Reconstruction began during the war as early as 1863 in areas firmly under Union military control. President Lincoln favored a policy of quick reunification with a minimum of retribution. But he was confronted by a radical group of Republicans in the Senate and House that wanted complete allegiance and repentance from former Confederates. His Amnesty Proclamation of December 8, 1863, offered pardons to those who had not held a Confederate civil office, had not mistreated Union prisoners, and would sign an oath of allegiance. Having believed the federal government had limited responsibility to the millions of freedmen, President Lincoln signed into law a bill that set up a temporary federal agency designed to meet the immediate material needs of former slaves. The law assigned land for a lease of three years with the ability to purchase title for the freedmen.

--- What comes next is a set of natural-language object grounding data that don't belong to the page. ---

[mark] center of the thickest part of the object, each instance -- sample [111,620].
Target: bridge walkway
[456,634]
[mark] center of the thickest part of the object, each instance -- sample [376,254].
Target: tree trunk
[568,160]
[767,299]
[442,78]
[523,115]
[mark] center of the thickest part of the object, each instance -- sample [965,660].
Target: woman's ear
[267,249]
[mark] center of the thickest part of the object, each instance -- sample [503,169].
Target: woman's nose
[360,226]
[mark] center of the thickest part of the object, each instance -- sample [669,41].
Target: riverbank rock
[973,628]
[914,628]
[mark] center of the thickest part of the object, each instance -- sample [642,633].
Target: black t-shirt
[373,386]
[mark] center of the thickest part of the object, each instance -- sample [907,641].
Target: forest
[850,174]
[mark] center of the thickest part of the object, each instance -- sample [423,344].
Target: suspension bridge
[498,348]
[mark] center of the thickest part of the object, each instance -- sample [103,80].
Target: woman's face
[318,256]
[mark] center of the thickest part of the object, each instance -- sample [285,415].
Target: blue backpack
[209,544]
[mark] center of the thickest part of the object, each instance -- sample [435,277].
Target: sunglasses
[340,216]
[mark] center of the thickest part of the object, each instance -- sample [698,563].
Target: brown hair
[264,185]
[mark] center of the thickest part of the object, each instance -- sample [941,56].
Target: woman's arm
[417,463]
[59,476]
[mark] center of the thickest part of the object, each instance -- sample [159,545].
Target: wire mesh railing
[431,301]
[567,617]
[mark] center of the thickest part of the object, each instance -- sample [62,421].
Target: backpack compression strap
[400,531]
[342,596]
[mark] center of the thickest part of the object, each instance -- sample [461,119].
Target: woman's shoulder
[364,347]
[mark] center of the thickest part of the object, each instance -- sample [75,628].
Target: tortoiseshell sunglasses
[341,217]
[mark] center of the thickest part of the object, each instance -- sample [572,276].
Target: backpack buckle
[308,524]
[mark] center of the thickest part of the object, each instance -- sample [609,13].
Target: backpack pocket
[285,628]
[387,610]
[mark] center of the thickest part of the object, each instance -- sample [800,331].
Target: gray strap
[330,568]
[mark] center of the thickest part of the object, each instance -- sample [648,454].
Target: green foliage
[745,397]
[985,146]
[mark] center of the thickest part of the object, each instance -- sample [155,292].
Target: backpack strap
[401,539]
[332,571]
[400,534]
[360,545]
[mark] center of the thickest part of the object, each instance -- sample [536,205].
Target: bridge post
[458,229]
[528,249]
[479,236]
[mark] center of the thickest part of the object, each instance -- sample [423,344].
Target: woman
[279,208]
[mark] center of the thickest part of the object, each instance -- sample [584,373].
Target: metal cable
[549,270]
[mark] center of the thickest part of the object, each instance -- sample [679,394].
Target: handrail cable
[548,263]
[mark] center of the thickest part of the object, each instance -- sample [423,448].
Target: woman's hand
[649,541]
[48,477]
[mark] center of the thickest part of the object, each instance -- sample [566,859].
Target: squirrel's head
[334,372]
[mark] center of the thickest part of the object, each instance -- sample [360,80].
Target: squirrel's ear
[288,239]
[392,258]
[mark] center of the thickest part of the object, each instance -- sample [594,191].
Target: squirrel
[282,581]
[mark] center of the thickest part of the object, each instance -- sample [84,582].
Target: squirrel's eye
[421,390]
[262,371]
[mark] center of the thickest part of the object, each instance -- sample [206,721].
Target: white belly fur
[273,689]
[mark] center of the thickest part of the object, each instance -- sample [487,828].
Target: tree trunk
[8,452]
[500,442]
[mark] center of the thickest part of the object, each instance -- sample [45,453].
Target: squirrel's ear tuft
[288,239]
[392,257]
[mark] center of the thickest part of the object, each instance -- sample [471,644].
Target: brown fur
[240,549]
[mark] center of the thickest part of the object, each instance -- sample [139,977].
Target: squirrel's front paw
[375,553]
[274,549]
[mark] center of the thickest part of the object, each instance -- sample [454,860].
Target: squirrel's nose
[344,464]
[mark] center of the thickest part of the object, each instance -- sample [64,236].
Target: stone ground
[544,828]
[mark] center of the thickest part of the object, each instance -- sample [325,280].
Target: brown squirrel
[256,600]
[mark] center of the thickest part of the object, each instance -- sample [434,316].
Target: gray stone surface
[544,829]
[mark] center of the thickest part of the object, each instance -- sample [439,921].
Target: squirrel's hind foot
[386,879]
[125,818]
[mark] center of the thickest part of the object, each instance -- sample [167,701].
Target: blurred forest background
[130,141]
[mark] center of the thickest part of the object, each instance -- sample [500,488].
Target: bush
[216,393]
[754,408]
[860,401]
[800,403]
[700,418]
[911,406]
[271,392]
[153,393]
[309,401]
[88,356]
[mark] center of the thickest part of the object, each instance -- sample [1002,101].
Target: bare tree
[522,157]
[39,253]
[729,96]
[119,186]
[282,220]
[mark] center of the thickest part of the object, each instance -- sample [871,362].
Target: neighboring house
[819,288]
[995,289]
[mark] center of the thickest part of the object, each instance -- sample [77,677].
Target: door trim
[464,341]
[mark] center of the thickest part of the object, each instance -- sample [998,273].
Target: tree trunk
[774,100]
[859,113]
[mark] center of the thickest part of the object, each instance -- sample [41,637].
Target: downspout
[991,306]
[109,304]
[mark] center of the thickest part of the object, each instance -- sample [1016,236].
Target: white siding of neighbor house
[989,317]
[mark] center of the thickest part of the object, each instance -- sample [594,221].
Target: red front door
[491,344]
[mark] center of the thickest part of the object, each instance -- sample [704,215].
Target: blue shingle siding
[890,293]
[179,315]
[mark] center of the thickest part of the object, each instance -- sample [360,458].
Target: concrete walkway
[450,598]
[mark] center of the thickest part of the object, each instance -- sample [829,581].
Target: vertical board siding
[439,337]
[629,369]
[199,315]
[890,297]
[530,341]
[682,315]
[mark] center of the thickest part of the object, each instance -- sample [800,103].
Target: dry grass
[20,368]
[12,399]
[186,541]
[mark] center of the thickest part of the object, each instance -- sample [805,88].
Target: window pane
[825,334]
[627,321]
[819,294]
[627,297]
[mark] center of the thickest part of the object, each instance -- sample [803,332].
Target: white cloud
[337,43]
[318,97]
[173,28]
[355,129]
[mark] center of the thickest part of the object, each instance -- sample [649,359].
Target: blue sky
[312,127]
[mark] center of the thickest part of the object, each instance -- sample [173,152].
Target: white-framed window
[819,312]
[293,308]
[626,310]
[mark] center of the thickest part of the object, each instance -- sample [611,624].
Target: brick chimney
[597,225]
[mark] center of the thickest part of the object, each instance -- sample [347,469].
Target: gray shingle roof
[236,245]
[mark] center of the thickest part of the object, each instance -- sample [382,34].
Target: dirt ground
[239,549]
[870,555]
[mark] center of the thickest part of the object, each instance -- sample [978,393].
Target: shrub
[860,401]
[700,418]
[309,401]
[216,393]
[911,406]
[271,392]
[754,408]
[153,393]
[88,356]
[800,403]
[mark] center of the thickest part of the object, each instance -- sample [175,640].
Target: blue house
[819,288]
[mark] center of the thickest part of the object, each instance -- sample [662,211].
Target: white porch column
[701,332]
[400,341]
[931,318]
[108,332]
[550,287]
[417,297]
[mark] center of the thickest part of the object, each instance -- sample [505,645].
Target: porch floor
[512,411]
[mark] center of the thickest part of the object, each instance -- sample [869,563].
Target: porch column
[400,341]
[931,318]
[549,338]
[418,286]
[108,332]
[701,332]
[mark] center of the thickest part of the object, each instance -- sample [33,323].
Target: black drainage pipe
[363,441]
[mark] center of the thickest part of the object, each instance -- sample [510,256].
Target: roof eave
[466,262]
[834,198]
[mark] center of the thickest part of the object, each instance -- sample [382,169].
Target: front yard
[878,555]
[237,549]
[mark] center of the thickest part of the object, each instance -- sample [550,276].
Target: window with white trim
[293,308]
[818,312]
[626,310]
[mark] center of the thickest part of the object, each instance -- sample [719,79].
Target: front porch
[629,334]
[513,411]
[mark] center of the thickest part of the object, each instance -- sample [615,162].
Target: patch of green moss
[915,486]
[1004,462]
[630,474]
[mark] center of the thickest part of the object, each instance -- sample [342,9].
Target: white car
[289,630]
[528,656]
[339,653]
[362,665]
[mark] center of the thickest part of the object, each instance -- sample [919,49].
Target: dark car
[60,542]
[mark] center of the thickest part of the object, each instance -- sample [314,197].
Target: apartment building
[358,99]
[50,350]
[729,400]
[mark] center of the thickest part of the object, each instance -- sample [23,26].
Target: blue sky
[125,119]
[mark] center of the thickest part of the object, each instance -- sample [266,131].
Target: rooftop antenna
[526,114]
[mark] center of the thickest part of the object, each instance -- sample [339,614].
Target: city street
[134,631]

After implementing the Emancipation Proclamation, which did not apply to every state, President Lincoln increased pressure on Congress to outlaw slavery throughout the entire nation with a constitutional amendment. He stated that such an amendment would "clinch the whole matter". By December 1863, a proposed constitutional amendment that would outlaw slavery was brought to Congress for passage. This first attempt at an amendment failed to pass. Passage of the proposed amendment became part his platform in the election of 1864. After a long debate in the House, the second attempt passed Congress on January 31, 1865, and was sent to the state legislatures for ratification. Upon ratification, it became the Thirteenth Amendment to the United States Constitution on December 6, 1865. (New Jersey, Delaware, Kentucky, and Mississippi were the only states to reject the amendment.)

Before his reconstruction efforts, and the Thirteenth Amendment, had the chance to develop, President Lincoln was assassinated on April 14, 1865, by well-known actor and Confederate sympathizer John Wilkes Booth at Ford's Theater in Washington, D.C. After attending an April 11, 1865, speech in which President Lincoln promoted voting rights for blacks, an enraged Booth dropped his plans of kidnaping and became determined to assassinate the president. After being on the run for 12 days, Booth was tracked down and found on a farm in Virginia. After refusing to surrender to Union troops, Booth was killed on April 26.

President Abraham Lincoln, wrapped in the flag, was taken from the theater to the White House. He laid in a coma for nine hours before dying the next morning. The president’s body laid in state at the Capitol before a funeral train took him back to his final resting place in Springfield, Illinois.